Lo antes mencionado presumiblemente se vincula con el cálculo de lo que se denomina el precio Import parity: es esperable que un mercado libre defina un precio por referencia, equivalente a (i) el precio de paridad de importación, o sea el precio de la importación de una molécula similar desde el exterior, antes que (ii) el de export parity, es decir, el del precio a obtener en el exterior por esa molécula de gas una vez agregados todos los costos para llegar a un punto de destino del exterior. La Argentina es importadora neta de gas en el orden del 25% de su consumo: en la medida en que el precio interno del gas pueda competir con el precio importado, ese precio de importación sería el más alto a ser pagado por la regasificación del LNG (hace algunos años llegó al valor insólito de U$S 18 por millón de BTU, y al presente puede calcularse en U$S 5-6), importe que sería efectivamente aquel que empalmaría con el previsto para el último año de ese programa de estímulo a la explotación de shale gas.

El Gobierno procuró la renegociación de convenios colectivos de trabajo en el sector petrolero, región por región, para generar mayor competitividad, reducir costos y tornar nuestra producción de shale gas más competitiva a niveles internacionales, aunque la experiencia señala que dichas reformas están demorando en ser implementadas al existir resistencia gremial.

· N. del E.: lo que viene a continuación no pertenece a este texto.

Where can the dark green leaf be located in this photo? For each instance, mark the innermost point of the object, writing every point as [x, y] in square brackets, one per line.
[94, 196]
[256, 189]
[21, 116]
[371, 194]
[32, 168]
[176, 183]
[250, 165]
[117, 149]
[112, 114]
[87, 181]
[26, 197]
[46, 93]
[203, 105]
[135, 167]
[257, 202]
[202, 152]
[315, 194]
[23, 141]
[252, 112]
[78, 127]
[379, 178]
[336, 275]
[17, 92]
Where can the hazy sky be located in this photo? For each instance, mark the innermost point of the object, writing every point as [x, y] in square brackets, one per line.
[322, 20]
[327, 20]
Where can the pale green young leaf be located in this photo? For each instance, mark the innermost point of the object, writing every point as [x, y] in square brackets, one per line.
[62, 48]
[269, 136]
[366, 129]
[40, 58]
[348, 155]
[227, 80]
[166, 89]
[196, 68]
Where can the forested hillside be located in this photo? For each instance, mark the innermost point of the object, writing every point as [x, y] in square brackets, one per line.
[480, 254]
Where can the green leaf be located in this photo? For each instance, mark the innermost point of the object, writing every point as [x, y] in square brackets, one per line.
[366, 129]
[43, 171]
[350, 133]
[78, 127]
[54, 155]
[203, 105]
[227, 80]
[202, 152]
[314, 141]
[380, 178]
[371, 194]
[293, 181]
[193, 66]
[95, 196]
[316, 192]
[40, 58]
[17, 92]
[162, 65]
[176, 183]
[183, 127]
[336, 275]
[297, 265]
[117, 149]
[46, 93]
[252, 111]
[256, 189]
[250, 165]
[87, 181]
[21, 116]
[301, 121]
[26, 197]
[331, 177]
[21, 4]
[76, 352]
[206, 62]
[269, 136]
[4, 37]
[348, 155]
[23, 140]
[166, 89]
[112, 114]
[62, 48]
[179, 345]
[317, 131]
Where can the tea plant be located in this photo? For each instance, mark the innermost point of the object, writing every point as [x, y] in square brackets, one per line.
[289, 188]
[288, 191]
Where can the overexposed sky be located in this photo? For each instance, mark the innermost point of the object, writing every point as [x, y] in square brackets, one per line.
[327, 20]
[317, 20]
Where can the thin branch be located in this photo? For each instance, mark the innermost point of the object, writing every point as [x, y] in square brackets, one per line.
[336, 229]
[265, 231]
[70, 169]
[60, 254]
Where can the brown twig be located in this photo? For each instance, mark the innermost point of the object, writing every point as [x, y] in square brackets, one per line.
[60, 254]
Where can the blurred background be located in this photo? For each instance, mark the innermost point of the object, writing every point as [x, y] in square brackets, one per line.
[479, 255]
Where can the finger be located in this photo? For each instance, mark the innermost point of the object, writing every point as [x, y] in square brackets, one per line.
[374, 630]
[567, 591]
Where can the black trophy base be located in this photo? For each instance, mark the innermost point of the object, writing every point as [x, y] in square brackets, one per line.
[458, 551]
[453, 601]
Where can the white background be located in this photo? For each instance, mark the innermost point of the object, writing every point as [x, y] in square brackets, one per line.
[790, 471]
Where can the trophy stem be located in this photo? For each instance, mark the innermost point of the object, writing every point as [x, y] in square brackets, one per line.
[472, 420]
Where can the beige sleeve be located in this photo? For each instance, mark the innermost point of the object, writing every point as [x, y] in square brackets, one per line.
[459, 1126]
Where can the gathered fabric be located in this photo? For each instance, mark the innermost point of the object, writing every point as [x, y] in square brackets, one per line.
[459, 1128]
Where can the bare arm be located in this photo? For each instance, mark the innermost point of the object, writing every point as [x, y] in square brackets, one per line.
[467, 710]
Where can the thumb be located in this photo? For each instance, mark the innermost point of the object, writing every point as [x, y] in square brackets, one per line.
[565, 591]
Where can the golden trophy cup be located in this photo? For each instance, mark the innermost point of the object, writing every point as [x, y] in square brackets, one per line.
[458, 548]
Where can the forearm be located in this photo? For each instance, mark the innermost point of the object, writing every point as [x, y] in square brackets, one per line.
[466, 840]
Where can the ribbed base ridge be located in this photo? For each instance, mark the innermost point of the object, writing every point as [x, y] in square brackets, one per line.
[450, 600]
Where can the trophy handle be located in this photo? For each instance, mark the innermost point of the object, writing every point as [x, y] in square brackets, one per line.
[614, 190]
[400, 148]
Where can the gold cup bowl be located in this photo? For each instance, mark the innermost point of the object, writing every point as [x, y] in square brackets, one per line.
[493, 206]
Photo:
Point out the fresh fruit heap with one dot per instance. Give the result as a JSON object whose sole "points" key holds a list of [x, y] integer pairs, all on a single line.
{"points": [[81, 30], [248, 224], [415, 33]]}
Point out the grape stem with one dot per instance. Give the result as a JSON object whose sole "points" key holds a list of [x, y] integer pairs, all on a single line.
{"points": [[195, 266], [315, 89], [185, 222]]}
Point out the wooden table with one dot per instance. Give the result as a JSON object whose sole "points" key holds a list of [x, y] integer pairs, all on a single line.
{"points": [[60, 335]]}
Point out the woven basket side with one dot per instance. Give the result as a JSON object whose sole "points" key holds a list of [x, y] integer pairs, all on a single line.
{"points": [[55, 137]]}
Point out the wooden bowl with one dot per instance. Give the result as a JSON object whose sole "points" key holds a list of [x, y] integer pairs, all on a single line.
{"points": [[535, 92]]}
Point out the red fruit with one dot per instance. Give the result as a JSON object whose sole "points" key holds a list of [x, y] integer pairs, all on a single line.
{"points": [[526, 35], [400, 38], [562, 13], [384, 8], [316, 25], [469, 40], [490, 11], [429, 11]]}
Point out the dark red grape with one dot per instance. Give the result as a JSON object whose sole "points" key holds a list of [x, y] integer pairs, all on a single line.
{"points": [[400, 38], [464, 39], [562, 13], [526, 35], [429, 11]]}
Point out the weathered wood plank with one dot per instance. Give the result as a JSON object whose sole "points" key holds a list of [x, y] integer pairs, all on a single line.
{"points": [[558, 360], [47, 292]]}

La comparación del precio de estímulo del shale gas con un precio promedio referido en los considerandos de la adecuación de las tarifas no es representativa de la realidad, ya que dicho precio promedio está compuesto por valores diferentes, combinando precios menores para gas suministrado a residentes con aquellos mayores destinados a industrias, con una dispersión considerable.

El pensamiento teórico que toma como precio de referencia el precio del gas en el centro de distribución Henry Hub de Estados Unidos y que luego agrega los costos teóricos necesarios para su traslado y entrega en la Argentina no resulta un valor realista, ya que existe un mercado importante en el mundo de determinación del precio de gas regasificado. Si el precio del gas del Henry Hub fuera directamente aplicable -como lo pretendería un cálculo teórico de costos agregando gastos de exportación-, el mayor margen que al presente observa el mercado mundial respecto de aquél no podría subsistir.

El gas no es un commodity perfecto: la geografía cuenta sobremanera, además de estar influenciado por una gran dispersión de regulaciones. Por ejemplo, la prohibición en los Estados Unidos para exportar gas hasta una fecha reciente determinó la autorización para la instalación de una serie de plantas de regasificación destinadas a la exportación, en lugar de las plantas antes existentes de LNG de importación para su regasificación en los EE.UU. como ocurría en el pasado, hasta que la explotación de shale gas unificó la matriz energética de ese país.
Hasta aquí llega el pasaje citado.